But Buffy, along with the rest of them, had automatically assumed he’d step into the breach, and - since he’d known that he had an entire army of young and therefore vulnerable slayers depending on someone to get it right - he’d accepted the inevitable, buckled down and was busy getting on with it as best he could.

Hence the paperwork. Which seemed to have accumulated at an alarming pace, and continued to present him with difficulties that demanded his attention night and day. None of which he could actually deal with, while snowed into a motel room, somewhere on the road between Buffalo and Cleveland, especially in the middle of a storm that was seriously disrupting any kind of broadcast signal - which was why that non-existent casual observer would be entirely wrong in his assumptions. True, Giles had worked fairly diligently for the first hour, sorting through and short-listing applicants for a couple of senior posts in the London office, but the on-going howl of the storm, the bland claustrophobia of the room and the slow, subtle fire of the whiskey had slowly, but surely distracted his attention.

He’d barely noticed when the words on the papers had started dancing - the inevitable result of tired eyes, a tired soul and the soft buzz of the liquor in his blood - because, by the time they did, he’d already found something far more fascinating to focus on.

The enigma of Andrew Wells.

He’d known the boy - peripherally - in his school days, of course, paying him little attention beyond the issue of library books and the occasional wince at his less than social graces. Back then he’d catalogued him as yet another victim of the American School system - too bright to successfully blend in with his peers, and far too innocent to accept that difference might be a good thing. Giles had always been of the opinion that too many young souls sported permanent bruises from the callousness of conformity and peer pressure that formal schooling imposed; Buffy - at least up until she had been called - had managed to escape relatively undamaged, but both Willow and Xander would carry their scars to the grave. He suspected that much of Andrew’s anxious over-eagerness had been forged in that particular fire, along with the less than sterling influences of his older brother, whose shadow Andrew had probably been trying to escape for most of his life.

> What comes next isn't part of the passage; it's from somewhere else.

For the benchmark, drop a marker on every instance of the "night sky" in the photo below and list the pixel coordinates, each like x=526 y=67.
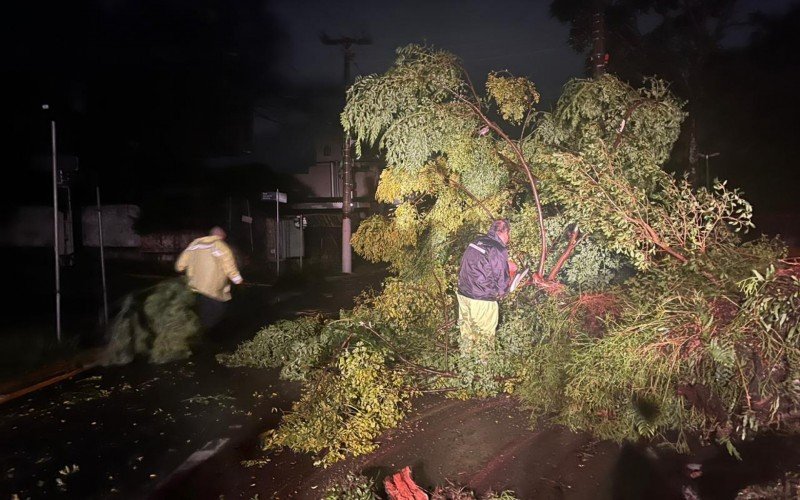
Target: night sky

Tucker Wells, Giles recalled, had been a self-centred, thoughtless, and equally rejected member of Buffy’s peer group. Andrew was - what? Two years younger? Twenty - twenty one - and already carrying the weight of deeds that, if he had any sense or even a hint of a conscience, would haunt him for the rest of his life.

A burden that Rupert ‘Ripper’ Giles knew only too well …

He, of course, had had the good fortune to attend a school where intellect was encouraged alongside the more physical activities, even if he hadn’t appreciated it at the time. His own bruises had been spawned by family expectations - by duty and tradition rather than through his interactions with his peers. Extra-curricular studies in demonic history and languages had imposed a savage mental discipline over and above the more usual round of academic study, while endless martial arts and weapons practice had challenged him to his limits. His only escape, prior to the freedoms he’d sought at university, had been the Rugby pitch - the fields of war on which ‘Ripper’ had been born, stripping the ball from his opponents with such enthusiastic precision that their Australian born coach had regularly greeted him with a cry of ‘Ripper footy, mate!’ whenever he left the field.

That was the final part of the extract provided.